By Sully Manope, in Cape Town
Successes of wildcat drilling in the African frontier in the last decade have been part of the staple of headline oil and gas stories.The world’s leading oil and gas scouts and analysts have touted the continent as the site of the largest number of discoveries in the last five years.
But Tony Hayward, Chairman of Genel Energy and former CEO of BP, says it’s time to scrutinize the “successes” of 2006 to 2016. Only one of the basin opening discoveries of the decade ever reached first oil. And explorers have fruitlessly attempted to “repeat” that miracle. “By my count more than 50 wells have been drilled at a cost of billions of dollars – along the transform margin seeking to replicate Kosmos in Ghana – with so far only very limited success”, Mr. Hayward said, at the Africa Oil Week in Cape Town recently.
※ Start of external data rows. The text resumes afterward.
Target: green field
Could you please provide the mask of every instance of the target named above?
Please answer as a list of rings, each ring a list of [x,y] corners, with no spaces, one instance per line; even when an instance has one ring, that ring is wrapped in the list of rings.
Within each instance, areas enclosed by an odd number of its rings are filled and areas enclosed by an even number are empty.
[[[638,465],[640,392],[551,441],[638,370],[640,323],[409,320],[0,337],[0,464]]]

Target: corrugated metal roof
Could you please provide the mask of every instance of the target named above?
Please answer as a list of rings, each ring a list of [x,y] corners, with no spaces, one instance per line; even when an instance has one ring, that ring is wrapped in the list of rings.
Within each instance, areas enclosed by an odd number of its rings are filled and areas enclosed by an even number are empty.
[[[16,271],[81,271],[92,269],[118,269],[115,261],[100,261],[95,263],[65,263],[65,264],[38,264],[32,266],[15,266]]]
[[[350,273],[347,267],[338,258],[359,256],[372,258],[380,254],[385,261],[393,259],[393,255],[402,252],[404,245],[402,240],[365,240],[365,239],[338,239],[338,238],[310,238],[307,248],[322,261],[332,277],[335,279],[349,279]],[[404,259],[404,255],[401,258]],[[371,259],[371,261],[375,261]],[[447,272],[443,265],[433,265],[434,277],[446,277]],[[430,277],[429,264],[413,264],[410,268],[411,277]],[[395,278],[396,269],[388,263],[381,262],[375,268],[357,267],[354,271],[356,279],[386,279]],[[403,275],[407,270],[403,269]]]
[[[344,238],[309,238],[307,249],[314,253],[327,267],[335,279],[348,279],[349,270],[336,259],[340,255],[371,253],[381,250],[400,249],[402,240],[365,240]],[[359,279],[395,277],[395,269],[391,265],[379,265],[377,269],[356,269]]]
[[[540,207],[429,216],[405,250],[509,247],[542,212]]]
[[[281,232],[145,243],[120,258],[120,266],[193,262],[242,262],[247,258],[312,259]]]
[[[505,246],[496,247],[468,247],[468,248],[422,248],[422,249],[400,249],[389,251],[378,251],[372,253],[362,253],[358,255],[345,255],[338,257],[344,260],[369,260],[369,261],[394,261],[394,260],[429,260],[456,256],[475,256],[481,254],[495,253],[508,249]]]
“Even in the proven hydrocarbon provinces such as Angola, the exploration success has been far more limited than was predicted only a few years ago – something that I know only too well!” It turns out, he said that “the sub salt of Brazil really is not that good an analogue for Angola and that the conjugate margin in Brazil doesn’t have much to do with Namibia – and the Jubilee trend really isn’t a trend.
”And Nova Scotia and Morocco don’t have much in common when it comes to oil and gas – and …the list goes on and on”.
Mr. Hayward, who replaced the legendary Lord Browne as BP’s CEO in 2007 and had his tenure cut short by his handling of the Deep Horizon spill three years after told the audience in Cape Town, that “the industry has become very good at discovering seismically calibrated gas on the continental margin of Africa both east and west – to the point where it’s fair to say there’s enough gas on both margins to last a very long time.
“But when it comes to oil the last decade has been very disappointing.”